Hoping to understand what his recovery would be like, down to the emotional setbacks and physical feelings of it, Murray said he was in frequent communication with other players who had suffered the injury — naming Zach LaVine as well as Klay Thompson and Victor Oladipo — to visualize himself through it. He credited Oladipo’s positive outlook paired with Thompson’s brutal honesty about how the process would go with being able to put himself through it. He wanted it all.
“I also had my doubts, that’s natural. Somebody asked me about butterflies,” Murray said in his postgame presser after Denver won Game 5 and the title, jersey so soaked in champagne that the collar was pulled down to reveal his jersey underneath, “that’s what makes you alive, that’s what makes you care . When you doubt yourself, that’s what makes you turn it around.”
Murray teased the “Blue Arrow” celebration twice in Game 5. Midway through the third quarter, as he began to regain control of the adrenaline that had coursed through him in the first half and adjust his shot, he made a corner three on a running pass from Michael Porter Jr.

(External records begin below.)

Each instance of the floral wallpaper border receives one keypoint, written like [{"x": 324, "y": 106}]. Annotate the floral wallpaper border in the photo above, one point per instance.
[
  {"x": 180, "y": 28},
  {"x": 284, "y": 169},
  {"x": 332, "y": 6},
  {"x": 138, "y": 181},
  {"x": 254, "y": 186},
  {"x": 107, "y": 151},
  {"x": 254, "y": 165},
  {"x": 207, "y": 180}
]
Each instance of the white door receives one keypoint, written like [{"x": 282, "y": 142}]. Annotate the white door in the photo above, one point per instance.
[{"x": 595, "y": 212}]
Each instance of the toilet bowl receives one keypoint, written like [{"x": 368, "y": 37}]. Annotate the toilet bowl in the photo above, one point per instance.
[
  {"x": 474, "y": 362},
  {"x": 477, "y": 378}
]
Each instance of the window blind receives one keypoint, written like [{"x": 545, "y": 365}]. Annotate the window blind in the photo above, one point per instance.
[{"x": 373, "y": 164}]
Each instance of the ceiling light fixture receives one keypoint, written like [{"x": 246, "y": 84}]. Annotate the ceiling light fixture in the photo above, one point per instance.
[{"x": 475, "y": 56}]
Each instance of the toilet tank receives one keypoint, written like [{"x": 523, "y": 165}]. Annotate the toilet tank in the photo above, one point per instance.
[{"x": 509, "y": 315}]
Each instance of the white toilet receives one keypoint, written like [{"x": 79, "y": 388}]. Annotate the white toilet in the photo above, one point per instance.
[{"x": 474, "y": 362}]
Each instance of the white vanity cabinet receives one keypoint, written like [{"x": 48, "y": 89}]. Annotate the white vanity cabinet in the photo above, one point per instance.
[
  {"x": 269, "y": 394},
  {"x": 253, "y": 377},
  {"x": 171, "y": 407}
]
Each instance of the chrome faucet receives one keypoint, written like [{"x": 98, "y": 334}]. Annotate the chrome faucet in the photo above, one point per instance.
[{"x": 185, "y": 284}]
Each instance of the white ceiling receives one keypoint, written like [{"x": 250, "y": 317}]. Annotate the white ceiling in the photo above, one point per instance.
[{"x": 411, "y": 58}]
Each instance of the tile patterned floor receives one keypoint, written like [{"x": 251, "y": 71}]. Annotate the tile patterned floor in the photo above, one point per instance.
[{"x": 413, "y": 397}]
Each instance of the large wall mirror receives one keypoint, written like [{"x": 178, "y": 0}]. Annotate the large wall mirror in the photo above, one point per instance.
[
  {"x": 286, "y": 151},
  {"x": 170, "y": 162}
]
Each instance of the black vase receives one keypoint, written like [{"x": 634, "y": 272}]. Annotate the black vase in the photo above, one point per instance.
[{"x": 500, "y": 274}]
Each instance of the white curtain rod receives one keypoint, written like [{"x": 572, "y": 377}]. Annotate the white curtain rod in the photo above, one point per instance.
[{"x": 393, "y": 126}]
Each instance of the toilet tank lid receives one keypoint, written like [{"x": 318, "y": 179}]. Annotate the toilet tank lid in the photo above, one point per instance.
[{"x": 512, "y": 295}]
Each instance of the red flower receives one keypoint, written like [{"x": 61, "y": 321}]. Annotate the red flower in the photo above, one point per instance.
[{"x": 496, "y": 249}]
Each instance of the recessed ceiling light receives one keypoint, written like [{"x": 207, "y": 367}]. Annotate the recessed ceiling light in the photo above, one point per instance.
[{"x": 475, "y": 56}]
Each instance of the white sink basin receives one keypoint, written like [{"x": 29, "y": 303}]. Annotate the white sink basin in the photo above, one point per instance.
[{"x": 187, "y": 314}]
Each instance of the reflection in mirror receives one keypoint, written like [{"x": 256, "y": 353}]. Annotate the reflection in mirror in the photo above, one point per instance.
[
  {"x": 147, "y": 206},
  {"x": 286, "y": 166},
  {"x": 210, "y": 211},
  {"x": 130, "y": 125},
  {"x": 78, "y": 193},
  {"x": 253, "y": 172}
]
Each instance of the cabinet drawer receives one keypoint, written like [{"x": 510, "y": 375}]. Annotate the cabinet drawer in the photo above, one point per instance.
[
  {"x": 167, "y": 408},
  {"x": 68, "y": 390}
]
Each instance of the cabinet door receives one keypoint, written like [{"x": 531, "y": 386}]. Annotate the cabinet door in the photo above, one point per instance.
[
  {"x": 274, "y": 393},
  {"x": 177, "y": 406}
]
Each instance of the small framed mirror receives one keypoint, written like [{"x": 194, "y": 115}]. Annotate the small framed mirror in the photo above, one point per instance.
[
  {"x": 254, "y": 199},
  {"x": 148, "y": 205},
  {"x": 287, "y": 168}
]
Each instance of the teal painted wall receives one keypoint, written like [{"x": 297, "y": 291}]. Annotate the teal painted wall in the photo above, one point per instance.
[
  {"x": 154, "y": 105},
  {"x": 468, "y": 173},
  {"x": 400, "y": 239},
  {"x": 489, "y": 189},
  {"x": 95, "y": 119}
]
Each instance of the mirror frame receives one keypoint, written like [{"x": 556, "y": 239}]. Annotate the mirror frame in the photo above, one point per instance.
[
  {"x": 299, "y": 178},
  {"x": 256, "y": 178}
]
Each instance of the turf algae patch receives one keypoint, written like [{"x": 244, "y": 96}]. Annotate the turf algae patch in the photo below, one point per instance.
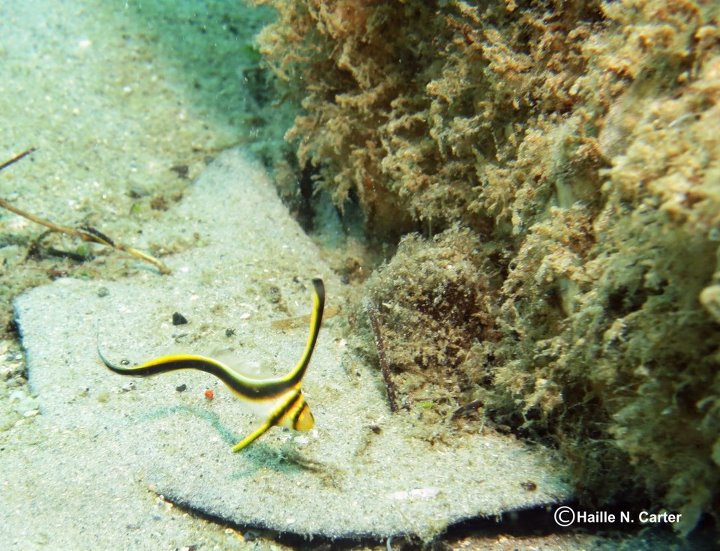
[{"x": 360, "y": 472}]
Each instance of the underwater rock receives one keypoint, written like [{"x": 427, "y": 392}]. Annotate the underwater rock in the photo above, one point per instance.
[{"x": 360, "y": 472}]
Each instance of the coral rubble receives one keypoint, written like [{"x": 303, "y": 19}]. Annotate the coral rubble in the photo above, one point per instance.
[{"x": 577, "y": 144}]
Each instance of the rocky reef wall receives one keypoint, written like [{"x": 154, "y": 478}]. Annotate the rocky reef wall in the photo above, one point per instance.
[{"x": 562, "y": 161}]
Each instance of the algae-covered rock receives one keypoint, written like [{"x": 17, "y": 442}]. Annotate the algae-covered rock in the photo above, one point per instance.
[{"x": 578, "y": 143}]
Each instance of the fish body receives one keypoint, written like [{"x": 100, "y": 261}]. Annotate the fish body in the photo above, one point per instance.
[{"x": 280, "y": 400}]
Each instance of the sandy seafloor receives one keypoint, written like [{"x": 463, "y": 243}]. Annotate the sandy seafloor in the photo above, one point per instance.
[{"x": 126, "y": 103}]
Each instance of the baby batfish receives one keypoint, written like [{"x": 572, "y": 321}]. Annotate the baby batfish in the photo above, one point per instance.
[{"x": 279, "y": 400}]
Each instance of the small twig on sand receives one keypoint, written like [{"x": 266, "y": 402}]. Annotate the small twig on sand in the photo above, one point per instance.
[
  {"x": 384, "y": 367},
  {"x": 86, "y": 233}
]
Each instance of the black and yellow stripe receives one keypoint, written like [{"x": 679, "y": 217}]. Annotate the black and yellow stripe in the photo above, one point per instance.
[{"x": 291, "y": 410}]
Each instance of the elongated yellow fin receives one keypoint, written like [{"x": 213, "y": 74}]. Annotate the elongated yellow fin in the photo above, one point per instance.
[{"x": 291, "y": 410}]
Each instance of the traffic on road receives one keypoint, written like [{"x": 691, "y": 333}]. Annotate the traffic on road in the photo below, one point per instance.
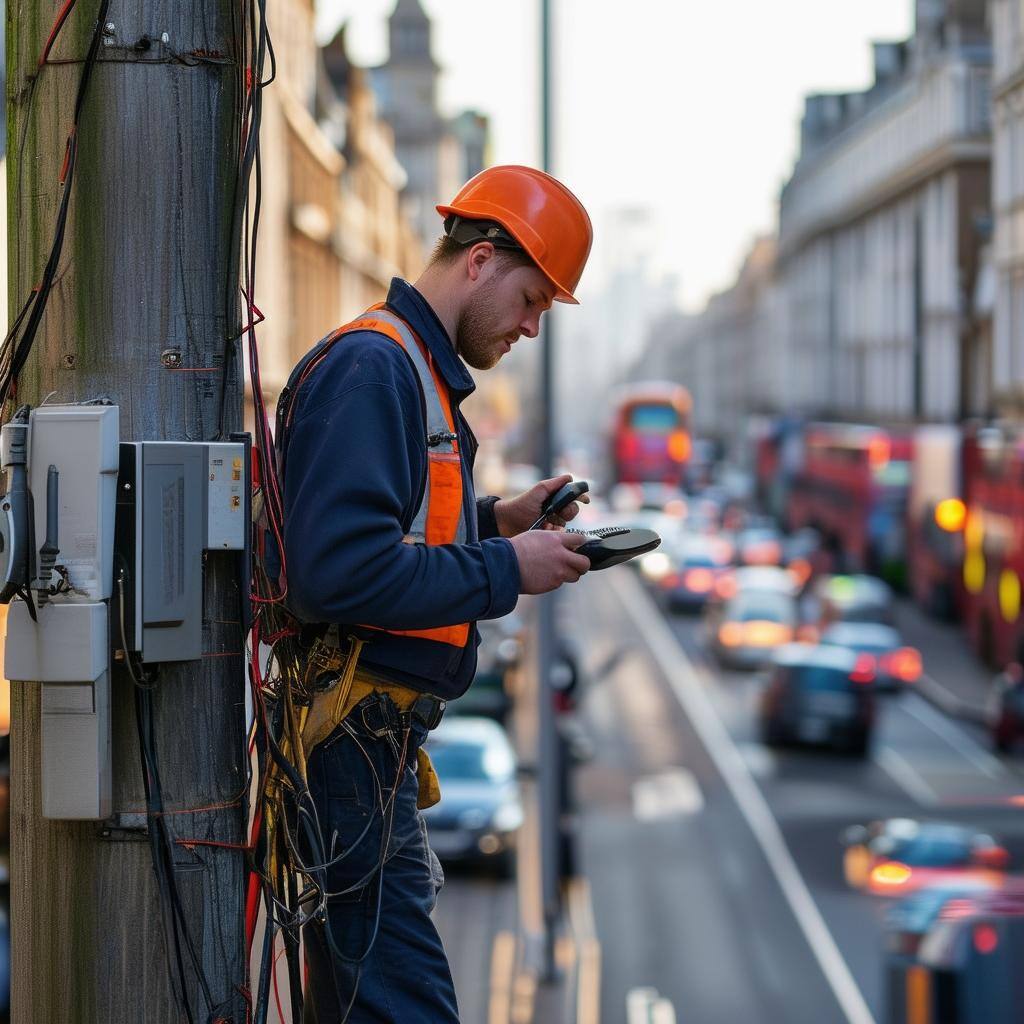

Jogging back in transition, Murray reached over his shoulder with an open hand as if rifling around a quiver of darts. In the fourth, off a sharp sequence of Denver ball movement, Murray took and made a long shot from the left arc. He jumped on the spot and then spun back down the floor with his elbows out as if holding an arc in front of him as he watched the cheering crowd for a goal. Somehow the echoes of the move, the banter of the early movements of his familiar party gave a new kind of security. Here was Murray, with a keen awareness that everything behind him suddenly fell into place, moments away from delivering Denver its first-ever NBA championship, and he was playing big. His movements were the same mixture of method and confidence, but now there was an added relaxation. Murray didn’t force time, he had fun with it.
There is another archer who came to represent harmony, reason and order. Said to preside over the transition of the young into adulthood, especially young men who perhaps had a tendency towards “new things” and the potential of what it was they could become. Who was closely associated with medicine, health and healing – The Greek god Apollo. Applied to everyone else, the comparison and its parallels are wryly strained, too close to parody. But with Murray, unassuming, honest, made better by doubt, the likeness is easy. We may never see the bow and arrow with the same frequency again, but we don’t need to to know that Murray’s is golden, and was all along.